Visualizing the geospatial context of life
The important things in your life have a geographic context. Moving to a new city, changing jobs (even if that just means a slightly different commute), traveling on vacation, etc etc. The geographic movements of your life are directly tied to meaningful experiences. Being able to visualize those movements is like having a picture of a certain time of your life.

I wish I had the data for the past few years. It would have shown me in college, then moving to San Francisco. I could have seen the daily commute I did for a few years, and then the change to working from home. Imagine a heatmap on a map showing where I spend my time. While I was commuting to work you would have been able to make out the route of the train I took every day, and the amount of time I spent simply getting to and from the office. Compare that with my current lifestyle, which now involves either working from my home or my girlfriend’s place, which would also show a kind of “commute”, but this one is very different. This commute represent a shift in where I spend my time, and even beyond showing a change in my work life, it also signifies the strengthening of our romantic relationship. This is a visual representation of a very meaningful part of my life. Being able to visually see this movement is a way to quantify important changes. I imagine creating some amazing looking visual images of this type of data and hanging them on the wall. A single image would represent so much.

Challenges
The biggest challenge is going to be keeping new data updated and old data accessible as technology changes. In another year or two I will have a different mobile device, at which point I’ll have to figure out how to use the new device to keep the position reports updated. In another ten years who knows what kind of device I might be carrying around in my pocket. There’s just no way to predict that kind of stuff. So every few years I’ll have to figure out how to keep my reports updated using new technology. I’ll also have to adapt to changes in how I store that data. Storing it in a database works well now, but inevitably I’ll have to migrate that data from one database to another, or even move from a relational database to some other form of storage. This means I’ve got to either stay geeky enough to know how to implement this stuff for the rest of my life, or I’ve got to figure out a solution that literally requires no changes for the next few decades (I don’t think this is at all possible).

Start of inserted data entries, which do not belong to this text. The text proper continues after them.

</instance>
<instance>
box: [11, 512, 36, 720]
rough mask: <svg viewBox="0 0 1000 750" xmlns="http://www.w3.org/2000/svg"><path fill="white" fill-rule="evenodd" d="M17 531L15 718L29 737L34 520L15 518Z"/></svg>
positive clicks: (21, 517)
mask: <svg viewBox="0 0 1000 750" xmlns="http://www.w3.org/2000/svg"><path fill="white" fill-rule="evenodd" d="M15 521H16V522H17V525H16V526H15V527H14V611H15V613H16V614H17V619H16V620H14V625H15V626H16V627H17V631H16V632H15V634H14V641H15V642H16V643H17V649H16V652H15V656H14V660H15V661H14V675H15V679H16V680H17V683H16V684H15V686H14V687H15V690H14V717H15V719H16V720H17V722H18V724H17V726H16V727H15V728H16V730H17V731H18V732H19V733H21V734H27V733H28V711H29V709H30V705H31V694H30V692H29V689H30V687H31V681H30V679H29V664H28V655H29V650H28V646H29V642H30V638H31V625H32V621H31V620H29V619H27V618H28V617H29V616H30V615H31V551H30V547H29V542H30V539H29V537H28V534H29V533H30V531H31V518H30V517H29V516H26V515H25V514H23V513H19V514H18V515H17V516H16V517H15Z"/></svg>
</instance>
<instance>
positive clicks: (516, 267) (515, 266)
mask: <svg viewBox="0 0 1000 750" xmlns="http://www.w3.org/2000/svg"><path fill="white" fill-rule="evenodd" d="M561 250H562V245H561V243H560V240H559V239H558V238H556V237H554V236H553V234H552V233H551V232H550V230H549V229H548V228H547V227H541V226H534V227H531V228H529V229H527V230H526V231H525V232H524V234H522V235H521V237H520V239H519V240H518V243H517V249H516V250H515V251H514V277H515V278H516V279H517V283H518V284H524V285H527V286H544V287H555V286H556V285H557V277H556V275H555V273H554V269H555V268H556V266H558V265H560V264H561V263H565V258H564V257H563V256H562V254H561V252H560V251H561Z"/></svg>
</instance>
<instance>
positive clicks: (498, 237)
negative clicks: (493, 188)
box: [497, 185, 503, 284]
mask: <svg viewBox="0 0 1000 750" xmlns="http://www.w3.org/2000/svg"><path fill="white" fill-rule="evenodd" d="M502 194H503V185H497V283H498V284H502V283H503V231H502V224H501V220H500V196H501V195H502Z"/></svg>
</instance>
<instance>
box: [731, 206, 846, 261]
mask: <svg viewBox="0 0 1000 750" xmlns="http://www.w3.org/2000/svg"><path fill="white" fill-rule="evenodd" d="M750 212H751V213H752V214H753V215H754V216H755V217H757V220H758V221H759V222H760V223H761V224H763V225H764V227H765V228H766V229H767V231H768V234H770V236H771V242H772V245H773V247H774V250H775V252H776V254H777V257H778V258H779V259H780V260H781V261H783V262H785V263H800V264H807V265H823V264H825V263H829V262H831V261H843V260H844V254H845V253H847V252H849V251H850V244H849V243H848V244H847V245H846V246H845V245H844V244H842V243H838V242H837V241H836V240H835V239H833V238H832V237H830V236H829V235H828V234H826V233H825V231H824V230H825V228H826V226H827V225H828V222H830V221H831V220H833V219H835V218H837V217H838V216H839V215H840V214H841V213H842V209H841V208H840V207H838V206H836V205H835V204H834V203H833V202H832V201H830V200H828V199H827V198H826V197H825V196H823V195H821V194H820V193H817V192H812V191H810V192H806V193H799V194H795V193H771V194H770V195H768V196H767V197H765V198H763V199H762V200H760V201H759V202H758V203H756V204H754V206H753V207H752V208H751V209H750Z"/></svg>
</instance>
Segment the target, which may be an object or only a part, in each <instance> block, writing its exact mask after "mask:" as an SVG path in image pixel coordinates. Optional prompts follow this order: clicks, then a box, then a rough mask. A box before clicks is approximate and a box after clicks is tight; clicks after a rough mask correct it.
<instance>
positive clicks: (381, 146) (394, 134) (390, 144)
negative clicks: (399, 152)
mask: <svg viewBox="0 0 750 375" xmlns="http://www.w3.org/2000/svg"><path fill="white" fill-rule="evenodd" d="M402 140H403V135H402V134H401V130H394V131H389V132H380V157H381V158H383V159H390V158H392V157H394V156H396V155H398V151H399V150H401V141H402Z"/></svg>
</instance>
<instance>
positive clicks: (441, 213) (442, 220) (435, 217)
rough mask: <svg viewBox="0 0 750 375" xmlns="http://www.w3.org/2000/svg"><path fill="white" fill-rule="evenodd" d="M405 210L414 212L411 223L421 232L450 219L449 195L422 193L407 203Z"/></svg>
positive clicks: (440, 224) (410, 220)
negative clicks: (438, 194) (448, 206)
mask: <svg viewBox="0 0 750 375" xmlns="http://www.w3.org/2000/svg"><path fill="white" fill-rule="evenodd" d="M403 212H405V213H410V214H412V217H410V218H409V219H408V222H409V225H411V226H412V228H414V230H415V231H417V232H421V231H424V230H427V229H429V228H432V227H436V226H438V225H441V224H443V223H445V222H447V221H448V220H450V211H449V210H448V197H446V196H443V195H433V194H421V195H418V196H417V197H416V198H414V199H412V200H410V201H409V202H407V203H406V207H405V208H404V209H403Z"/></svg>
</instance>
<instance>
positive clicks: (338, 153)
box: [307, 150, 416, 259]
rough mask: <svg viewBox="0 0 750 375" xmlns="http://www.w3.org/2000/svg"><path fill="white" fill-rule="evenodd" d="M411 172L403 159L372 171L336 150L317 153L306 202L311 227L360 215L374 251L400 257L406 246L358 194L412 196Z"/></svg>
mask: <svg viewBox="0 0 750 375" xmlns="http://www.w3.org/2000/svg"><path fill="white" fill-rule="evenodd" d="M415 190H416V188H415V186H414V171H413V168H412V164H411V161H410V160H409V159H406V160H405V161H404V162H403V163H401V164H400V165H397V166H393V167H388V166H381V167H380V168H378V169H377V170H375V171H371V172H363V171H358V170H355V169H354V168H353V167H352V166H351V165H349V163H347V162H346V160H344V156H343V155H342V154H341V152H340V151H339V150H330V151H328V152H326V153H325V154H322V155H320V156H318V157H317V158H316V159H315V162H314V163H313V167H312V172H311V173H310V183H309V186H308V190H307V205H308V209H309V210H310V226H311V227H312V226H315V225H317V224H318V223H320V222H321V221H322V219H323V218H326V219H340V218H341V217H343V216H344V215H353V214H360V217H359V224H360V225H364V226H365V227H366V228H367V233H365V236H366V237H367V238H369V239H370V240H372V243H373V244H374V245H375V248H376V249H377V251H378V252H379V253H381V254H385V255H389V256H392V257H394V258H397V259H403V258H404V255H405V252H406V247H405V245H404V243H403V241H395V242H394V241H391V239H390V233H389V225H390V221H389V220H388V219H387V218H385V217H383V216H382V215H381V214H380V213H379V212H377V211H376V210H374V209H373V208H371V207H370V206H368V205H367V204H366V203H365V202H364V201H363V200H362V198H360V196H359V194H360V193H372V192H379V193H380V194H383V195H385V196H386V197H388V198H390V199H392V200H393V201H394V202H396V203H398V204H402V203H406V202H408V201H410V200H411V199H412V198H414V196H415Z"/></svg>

There are also some more immediate challenges. I don’t know how to keep my positions logged as I travel internationally yet. Even as I’m in the US I’ve got to ensure that the logging software is always running on my phone. My phone needs to be on at all times for the reports to come in. Ideally I’m going to try to write my own custom software to do exactly what I want, just so I know how it works under the hood in case something breaks or I upgrade devices. I’m not stoked about the fact that I’m tied to software written by someone else. I’ve also obviously got to keep the webserver that receives the reports up and running at all times. I’ll probably try to move to more of a database in the cloud approach using Amazon SimpleDB and EC2 so I can rely on Amazon instead of my current web host (I imagine I’ll always be relying on some company to handle this kind of stuff).

I’m excited about the possibilities for using this data in a few years, I just hope I can keep the position feed coming in.